"What is it?" she whispered, clinging to him with a reflex of his own unspoken emotion.

"We are safe!--But that man shall not die without hearing the truth," he added, sternly.

Again there was a dazzling lightning-flash, and the thunder seemed to break at their very ears. By a quick, sinuous movement, Gnulemah freed herself from his arm and looked at him with her grand eyes,--night-black, lit each with a sparkling star. Her feminine intuition perceived a change in him, though she could not fathom its cause. It jarred the fineness of their mutual harmony.

"Our happiness should make others' greater," said she.

He looked into her eyes with a gaze so ardent that their lids drooped; and the tone of his answer, though lover-like, had more of masculine authority in it than she had yet heard from him.

"My darling, you do not know what wrong he has done you--and others. It is only justice that he should learn how God punishes such as he!"

"Will not God teach him?" said Gnulemah, trembling to oppose the man she loved, yet by love compelled to do so.

Balder paused, and looked towards the bed. There was a flickering smile on Manetho's face; he seemed to be reviving. His injuries were perhaps not fatal after all. Should he recover, he must sooner or later receive his so-called punishment; meanwhile, Balder was inclined to regard himself as the chosen minister of Divine justice. Why not speak now?

This was the second occasion that he had held Manetho in his power, at a time when the Egyptian had been attempting his destruction. In the previous encounter he had retaliated in kind. Would the bitter issue of that self-indulgence not make him wary now? Here was again the murderous lust of power, albeit disguised as love of justice. Had Balder's penitent suffering failed to teach him the truth of human brotherhood, and equality before God? Love, typified by Gnulemah, would fain dissuade him from his purpose: but love (as often happens when it stands in the way of harsh and ignoble impulses) appeared foolishly merciful.

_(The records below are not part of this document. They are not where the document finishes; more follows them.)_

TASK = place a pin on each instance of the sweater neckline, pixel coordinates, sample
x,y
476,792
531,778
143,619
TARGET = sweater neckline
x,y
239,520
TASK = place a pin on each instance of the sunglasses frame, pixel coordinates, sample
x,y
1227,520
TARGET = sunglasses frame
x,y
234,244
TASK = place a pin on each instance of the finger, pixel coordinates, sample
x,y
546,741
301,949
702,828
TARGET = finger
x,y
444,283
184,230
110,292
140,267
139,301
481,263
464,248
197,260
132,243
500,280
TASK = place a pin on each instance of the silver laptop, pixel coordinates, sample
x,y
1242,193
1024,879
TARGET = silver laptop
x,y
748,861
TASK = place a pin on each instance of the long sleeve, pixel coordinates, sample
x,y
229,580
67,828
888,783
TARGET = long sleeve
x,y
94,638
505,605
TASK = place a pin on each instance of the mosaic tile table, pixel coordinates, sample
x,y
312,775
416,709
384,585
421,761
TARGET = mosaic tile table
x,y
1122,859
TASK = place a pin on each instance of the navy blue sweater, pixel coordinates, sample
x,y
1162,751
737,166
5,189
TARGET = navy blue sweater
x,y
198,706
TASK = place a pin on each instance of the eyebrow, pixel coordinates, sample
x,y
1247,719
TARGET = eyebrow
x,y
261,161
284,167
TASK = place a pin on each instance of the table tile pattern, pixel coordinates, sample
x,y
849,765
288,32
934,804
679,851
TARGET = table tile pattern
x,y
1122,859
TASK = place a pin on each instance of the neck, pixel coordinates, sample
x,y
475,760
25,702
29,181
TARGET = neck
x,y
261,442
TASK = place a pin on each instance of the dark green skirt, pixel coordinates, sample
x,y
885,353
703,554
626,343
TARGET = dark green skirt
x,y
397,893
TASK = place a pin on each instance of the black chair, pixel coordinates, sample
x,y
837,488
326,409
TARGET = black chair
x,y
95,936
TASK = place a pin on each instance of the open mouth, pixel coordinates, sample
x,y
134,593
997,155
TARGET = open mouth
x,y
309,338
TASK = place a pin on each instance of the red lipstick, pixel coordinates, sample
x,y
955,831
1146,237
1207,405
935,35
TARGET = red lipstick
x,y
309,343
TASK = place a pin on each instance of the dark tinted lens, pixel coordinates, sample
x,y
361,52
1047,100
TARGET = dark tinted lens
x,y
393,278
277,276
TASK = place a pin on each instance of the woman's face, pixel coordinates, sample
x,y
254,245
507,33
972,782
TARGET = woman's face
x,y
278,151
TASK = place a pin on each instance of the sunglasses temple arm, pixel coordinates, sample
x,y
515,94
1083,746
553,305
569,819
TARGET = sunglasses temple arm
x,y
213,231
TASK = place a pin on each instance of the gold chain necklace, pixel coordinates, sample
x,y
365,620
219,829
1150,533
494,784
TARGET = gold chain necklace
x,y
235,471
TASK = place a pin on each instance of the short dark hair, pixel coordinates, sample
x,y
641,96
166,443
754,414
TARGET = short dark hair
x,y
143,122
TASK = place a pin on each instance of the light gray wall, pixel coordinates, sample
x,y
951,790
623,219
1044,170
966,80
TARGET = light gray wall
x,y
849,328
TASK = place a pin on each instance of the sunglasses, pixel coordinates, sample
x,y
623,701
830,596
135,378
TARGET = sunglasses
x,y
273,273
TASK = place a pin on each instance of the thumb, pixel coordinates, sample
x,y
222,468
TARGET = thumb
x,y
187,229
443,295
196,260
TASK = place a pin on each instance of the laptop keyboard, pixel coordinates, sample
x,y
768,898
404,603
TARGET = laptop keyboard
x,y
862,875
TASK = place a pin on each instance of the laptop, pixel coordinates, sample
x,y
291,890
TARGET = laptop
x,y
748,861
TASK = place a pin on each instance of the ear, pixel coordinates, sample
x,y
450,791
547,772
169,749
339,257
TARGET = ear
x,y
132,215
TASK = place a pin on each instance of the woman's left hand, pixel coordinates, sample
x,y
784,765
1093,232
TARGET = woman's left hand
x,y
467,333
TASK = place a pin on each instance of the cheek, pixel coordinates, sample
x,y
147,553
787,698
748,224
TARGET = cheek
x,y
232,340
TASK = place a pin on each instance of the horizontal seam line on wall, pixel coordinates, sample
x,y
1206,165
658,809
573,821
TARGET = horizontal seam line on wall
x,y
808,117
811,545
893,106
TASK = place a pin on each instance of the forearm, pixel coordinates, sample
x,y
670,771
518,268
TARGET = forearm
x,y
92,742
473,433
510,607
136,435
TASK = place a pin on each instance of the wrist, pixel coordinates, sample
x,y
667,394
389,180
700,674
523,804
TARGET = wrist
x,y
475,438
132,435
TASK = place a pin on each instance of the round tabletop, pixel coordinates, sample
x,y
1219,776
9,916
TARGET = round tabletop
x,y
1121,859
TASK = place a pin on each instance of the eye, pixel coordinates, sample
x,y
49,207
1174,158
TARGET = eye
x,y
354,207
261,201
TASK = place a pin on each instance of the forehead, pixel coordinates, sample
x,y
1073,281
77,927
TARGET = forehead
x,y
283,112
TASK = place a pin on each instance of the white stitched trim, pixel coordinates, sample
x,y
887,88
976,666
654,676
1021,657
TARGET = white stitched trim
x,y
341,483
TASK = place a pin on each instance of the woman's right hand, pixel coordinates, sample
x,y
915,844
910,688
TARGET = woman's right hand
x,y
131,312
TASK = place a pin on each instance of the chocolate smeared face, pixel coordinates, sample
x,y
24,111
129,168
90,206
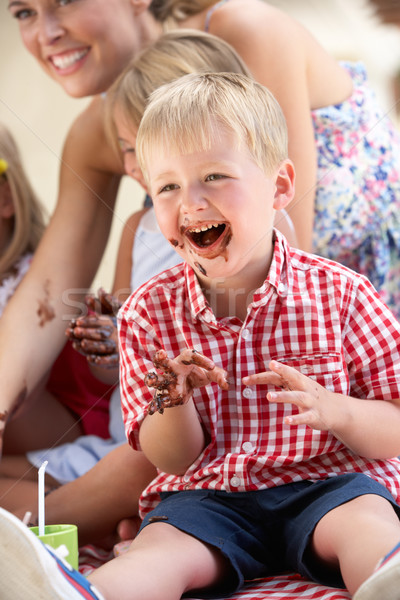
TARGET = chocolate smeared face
x,y
218,204
206,235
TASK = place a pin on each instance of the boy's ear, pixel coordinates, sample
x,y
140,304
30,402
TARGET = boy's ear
x,y
285,178
7,209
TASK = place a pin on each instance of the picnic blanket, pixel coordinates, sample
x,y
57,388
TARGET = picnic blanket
x,y
283,587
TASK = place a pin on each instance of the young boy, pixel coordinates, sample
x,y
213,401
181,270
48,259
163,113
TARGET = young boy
x,y
263,382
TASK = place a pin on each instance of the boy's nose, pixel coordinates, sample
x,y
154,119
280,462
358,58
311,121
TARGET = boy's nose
x,y
50,28
194,200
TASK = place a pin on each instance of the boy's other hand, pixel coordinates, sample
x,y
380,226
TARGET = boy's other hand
x,y
318,407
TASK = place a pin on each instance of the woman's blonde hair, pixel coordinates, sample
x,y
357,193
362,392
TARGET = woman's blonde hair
x,y
29,221
187,115
174,54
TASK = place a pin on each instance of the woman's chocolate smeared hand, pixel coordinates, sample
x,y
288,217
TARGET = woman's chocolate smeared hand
x,y
179,377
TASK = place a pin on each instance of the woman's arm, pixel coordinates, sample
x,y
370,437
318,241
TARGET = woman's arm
x,y
32,327
123,267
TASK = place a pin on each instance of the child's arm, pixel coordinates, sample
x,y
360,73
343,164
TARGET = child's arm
x,y
172,436
369,428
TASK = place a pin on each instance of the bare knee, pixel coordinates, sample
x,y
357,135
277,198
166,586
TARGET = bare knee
x,y
359,520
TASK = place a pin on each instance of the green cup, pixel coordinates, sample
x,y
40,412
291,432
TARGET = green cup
x,y
63,538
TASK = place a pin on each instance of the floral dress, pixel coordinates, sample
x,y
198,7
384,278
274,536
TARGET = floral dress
x,y
357,205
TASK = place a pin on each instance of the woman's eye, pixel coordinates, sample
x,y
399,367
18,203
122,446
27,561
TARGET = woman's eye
x,y
22,14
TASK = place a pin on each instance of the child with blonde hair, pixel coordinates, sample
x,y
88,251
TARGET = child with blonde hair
x,y
264,371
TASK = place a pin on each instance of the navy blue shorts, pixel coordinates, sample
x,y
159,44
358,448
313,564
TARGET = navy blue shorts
x,y
267,532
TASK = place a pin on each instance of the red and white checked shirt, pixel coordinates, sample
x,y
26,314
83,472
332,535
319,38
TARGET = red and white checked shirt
x,y
310,313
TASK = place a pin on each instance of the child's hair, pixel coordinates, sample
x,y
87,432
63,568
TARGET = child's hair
x,y
28,216
185,116
177,10
174,54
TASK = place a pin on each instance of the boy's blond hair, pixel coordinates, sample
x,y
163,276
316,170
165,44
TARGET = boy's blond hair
x,y
29,221
173,55
185,116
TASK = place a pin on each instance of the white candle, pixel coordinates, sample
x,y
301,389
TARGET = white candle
x,y
41,497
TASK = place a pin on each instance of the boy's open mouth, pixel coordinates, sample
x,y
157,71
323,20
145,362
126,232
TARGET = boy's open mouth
x,y
205,236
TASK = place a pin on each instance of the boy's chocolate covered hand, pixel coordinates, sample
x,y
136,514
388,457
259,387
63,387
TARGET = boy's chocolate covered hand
x,y
179,377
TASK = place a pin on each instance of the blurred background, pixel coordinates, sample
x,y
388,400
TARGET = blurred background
x,y
39,113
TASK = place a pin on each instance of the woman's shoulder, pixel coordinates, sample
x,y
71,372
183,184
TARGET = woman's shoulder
x,y
87,139
238,17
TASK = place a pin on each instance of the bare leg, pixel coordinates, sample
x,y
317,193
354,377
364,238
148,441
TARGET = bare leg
x,y
161,564
42,423
355,536
99,499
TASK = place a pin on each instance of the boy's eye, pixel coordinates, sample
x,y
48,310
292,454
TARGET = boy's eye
x,y
214,177
169,187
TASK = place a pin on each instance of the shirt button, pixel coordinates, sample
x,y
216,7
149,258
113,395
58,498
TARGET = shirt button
x,y
247,446
235,481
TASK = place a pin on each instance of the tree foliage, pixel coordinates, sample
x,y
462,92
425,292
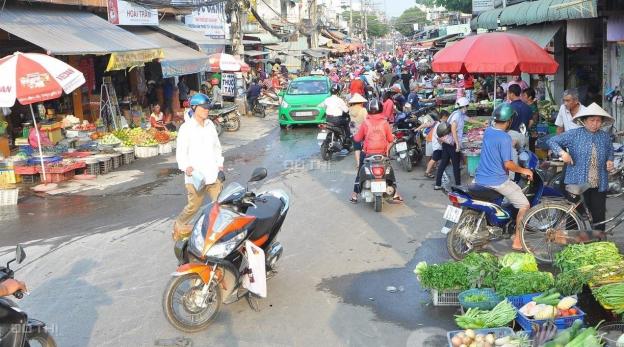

Once again his glance met Gnulemah's,--lingered a moment,--and then turned away. It was for the last time. At that moment he was less noble than ever before. But the expression of her eyes he never forgot; the love, the entreaty, the grandeur,--the sorrow!-He turned away and approached the bedside, while Gnulemah went to kneel at her maiden altar. Manetho's eyes were closed; his features wore a singularly childlike expression. In truth, he was but half himself; the shock he had sustained had paralyzed one part of his nature. The subtle, evil-plotting Egyptian was dormant; his brain interpreted nothing save the messages of the heart; only the affectionate, emotional Manetho was awake. The evil he had done and the misery of it were forgotten.--All this Balder divined; yet his assumption of godlike censorship would not permit him to relent. It is when man deems himself most secure that he falls, in a worse way than ever.